O rito que motivou a declaração já está em andamento. O Ministério das Relações Exteriores vai notificar o governo dos Estados Unidos e solicitar a abertura de consultas diplomáticas. A Secretaria-Executiva da Câmara de Comércio Exterior, conhecida pela sigla Camex, já compartilhou o pleito com os demais integrantes do Comitê-Executivo de Gestão. A partir daí, os prazos são longos e escalonados: a Secretaria-Executiva tem até 30 dias, prorrogáveis por mais 30, para preparar um relatório e indicar se a situação se enquadra nas hipóteses previstas na Lei da Reciprocidade. O documento segue depois para o Comitê-Executivo de Gestão, que tem outros 30 dias, também prorrogáveis por 30, para decidir sobre o enquadramento. Ou seja, a eventual retaliação comercial não é imediata e pode levar meses até ganhar forma concreta.

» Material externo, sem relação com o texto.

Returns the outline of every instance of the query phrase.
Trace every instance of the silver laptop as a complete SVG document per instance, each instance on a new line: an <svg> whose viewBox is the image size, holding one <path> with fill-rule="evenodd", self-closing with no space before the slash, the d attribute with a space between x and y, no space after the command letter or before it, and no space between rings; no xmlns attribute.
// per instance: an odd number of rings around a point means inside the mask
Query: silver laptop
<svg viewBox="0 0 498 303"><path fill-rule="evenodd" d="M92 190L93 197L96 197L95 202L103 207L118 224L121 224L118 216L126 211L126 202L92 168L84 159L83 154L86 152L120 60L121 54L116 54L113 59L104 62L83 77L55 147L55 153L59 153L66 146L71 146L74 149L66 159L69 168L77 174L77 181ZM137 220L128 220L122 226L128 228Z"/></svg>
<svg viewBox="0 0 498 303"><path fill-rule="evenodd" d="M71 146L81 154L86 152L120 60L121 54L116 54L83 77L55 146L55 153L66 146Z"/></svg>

A cobertura de centro tratou o episódio de forma descritiva, reproduzindo a citação entre aspas, o calendário administrativo da Camex e o passo diplomático do Itamaraty sem qualificar a decisão do governo. Veículos de direita deram destaque à crítica do candidato e ao argumento de que o desgaste com Washington é fruto de escolhas retóricas do próprio Palácio do Planalto, com o custo recaindo sobre exportadores. Até o fechamento desta análise, nenhum veículo de esquerda havia coberto o episódio no conjunto de fontes reunido, de modo que o contra-argumento habitual desse campo, o de que acionar uma lei aprovada pelo Congresso é exercício de soberania e não provocação, não aparece com atribuição a nenhuma reportagem publicada.
O desequilíbrio mais visível na cobertura disponível é a ausência de resposta do lado acusado. Nenhuma das matérias registra manifestação do governo federal, do PT ou do Ministério das Relações Exteriores às acusações de irresponsabilidade, e nenhuma explica ao leitor o que a Lei de Reciprocidade Econômica autoriza o Brasil a fazer na prática, nem quais produtos brasileiros foram atingidos pelo tarifaço e em qual percentual.
Na mesma conversa com jornalistas, Flávio Bolsonaro tratou de um segundo assunto: a filiação feita em seu nome ao partido Missão. "Acho que tentaram filiar alguém com voto em um partido sem votos. Obviamente, eu não pedi pra que isso acontecesse, foi uma fraude do lado de lá", afirmou, cobrando que a polícia investigue e responsabilize os culpados, já que se trata de crime previsto no código eleitoral. Na sexta-feira, 14 de agosto, o partido Missão afirmou ter reunido registros técnicos capazes de ajudar a identificar quem realizou o cadastro. Na petição encaminhada ao Tribunal Superior Eleitoral, a legenda diz que seu setor técnico recuperou informações do registro atribuído ao candidato, entre elas o endereço de IP utilizado na operação, feita em 2 de agosto, às 9h05. O relator do caso no tribunal é o ministro Floriano de Azevedo Marques.
O que ainda não se sabe é se a Camex vai de fato enquadrar o tarifaço nas hipóteses da Lei de Reciprocidade, quais medidas seriam adotadas caso isso ocorra e sobre quais produtos americanos elas recairiam. Também segue em aberto o resultado das consultas diplomáticas pedidas pelo Itamaraty, se haverá negociação antes do fim dos prazos administrativos e quem executou a filiação contestada ao partido Missão, além de quando o Tribunal Superior Eleitoral deve se pronunciar sobre a petição.